Brands have long understood the need to localize their offer, even those for whom their position as global status symbols is central to their appeal. But localization strategies have often lacked true cultural nuance or taken into account the specific context of each store. Instead of aiming for deeper forms of engagement between a foreign brand and its overseas audience, stores have tended to lightly camouflage their look and feel in the hope that they won’t appear out of place. But today’s consumers are the most educated and enfranchised generation we’ve ever seen, and demand that brands engage them at high emotional and intellectual level if they are to grab their attention, let alone generate loyalty. That is why leading brands are repositioning their store designs as an opportunity for cross-cultural exchange, demonstrating to the surrounding community that they want to develop mutual understanding, rather than simply blending in. Here are three stores from 2019 which we think achieved an elevated level of dialogue.
Finding shared aesthetic philosophies
Located in the esteemed Omotesando Hills shopping mall, Marni’s flagship is a significant vote of confidence in the Japanese market as it makes for the brand’s 22nd store in the country. And that move is right on the nose: growing steadily after being destabilized in the 2011 financial crisis, Japan’s luxury market is back to being one of the largest in the world.
Marni aimed to pay homage to the local by playing ‘with the architectural elements typical of [its] retail projects’ while ‘harmoniously dialoguing with the place that houses it.’ In Japanese art and design, curved shapes are thought to evoke inspiration and intuition. While steel, wave-shaped hanging rails and large, circular lighting fixtures are signature touches in Marni’s boutiques worldwide, the team members took their appreciation for sinuous geometry a step further in the new flagship by overtaking the 300-sq-m space with undulating elements and architecture.
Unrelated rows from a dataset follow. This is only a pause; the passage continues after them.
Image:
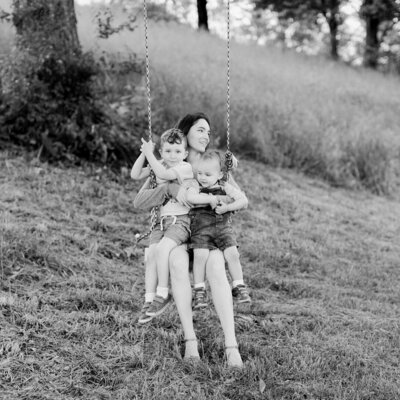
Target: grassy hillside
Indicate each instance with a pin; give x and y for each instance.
(316, 116)
(288, 110)
(322, 264)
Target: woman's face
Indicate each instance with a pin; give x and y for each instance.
(198, 136)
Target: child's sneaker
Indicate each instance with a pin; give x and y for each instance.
(200, 298)
(241, 294)
(144, 318)
(158, 306)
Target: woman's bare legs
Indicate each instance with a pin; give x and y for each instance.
(222, 298)
(182, 291)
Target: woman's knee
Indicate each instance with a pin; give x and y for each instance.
(178, 262)
(215, 267)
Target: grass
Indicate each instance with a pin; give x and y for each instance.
(322, 264)
(318, 117)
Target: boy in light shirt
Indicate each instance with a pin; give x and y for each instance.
(211, 227)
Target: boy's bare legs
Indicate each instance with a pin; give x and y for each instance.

As Western retailers navigate how to best establish their relevance in Japan’s contemporary luxury market, it’s evident that it pays for fashion brands to show they ‘know’ their consumer. Marni has done just this, fusing cultural reverence with on-brand visual cues rather than simply relying on importing the latter to reel clients in.
Read more here.
Embracing your material surroundings
Placed next to the very bright lights of Radio City Music Hall, any space can look drowned out. That’s why, instead of fighting the landmark’s shine, the Camper team decided to complement instead of competing. Guest designer Jonathan Olivares took the conceptual helm of the Rockefeller Center location, paying tribute to its surroundings. The displays, benches and service desk, designed to look like arcade columns, are made from Indiana limestone, the same material used on the iconic building’s façade. In terms of colour, the store’s interior is painted silver and a large neon Camper logo uses the red and blue shades of the Radio City marquee. ‘The store’s design engages its location, bringing aspects of the surrounding architecture into the shop and celebrating them,’ explained Olivares.
This mirrors a tactic the brand employed for its Kengo Kuma-designed space in Barcelona. The new Camper store is an exercise in modular ingenuity: a group of tightly assembled half-circles of raw ceramic, wide enough to fit an adult shoe, create a kaleidoscopic wallpaper of shelves. The overall arrangement nods to Antoni Gaudí’s panot, a hexagonal floor tile that still paves the street outside. The nakedness of the ceramic pieces also point to the city’s rooftops. The elements, so thin and large that they proved almost impossible to make, were produced by the legendary Ceràmica Cumella, whose tiles line the Sagrada Familia and the Casa Batlló.
Read more here.
Using sound’s power as an emotive medium
Urban Revivo is China’s answer to Zara: a highly vertical fast fashion retailer with its eyes set far beyond its motherland. Founded in 2006, the company has more than 200 stores within China. Now, its first European outing is located in London’s Westfield shopping mall.
So, how does a new-to-us brand stand out in a sea of retail spaces? Instead of focusing exclusively on visual aspects, Domani Architectural Concepts figured out a way to break through the noise: the team decided used sound sculptures throughout the 2,500-sq-m shop.
‘Facing cultural and aesthetic globalization, we focused on regional and emotional symbols,’ explained Domani co-founder Ann Yu. ‘That’s what leads to an exclusive and aggressive business image.’
The horn-shaped white speakers play soundbites and soundscapes not just from different regions of China, but also from places far from typical Western reach. Instead of being always active on a loop, each sculpture includes a movement sensor, in order to create a halo of personalized discovery for individual shoppers.
‘There’s a reason why we linked the sensors to sound,’ explained Yu. ‘We wanted to establish a behavioral correlation between customer postures and the devices, as they point to the loss of cultural diversity that comes from following a single political logic.’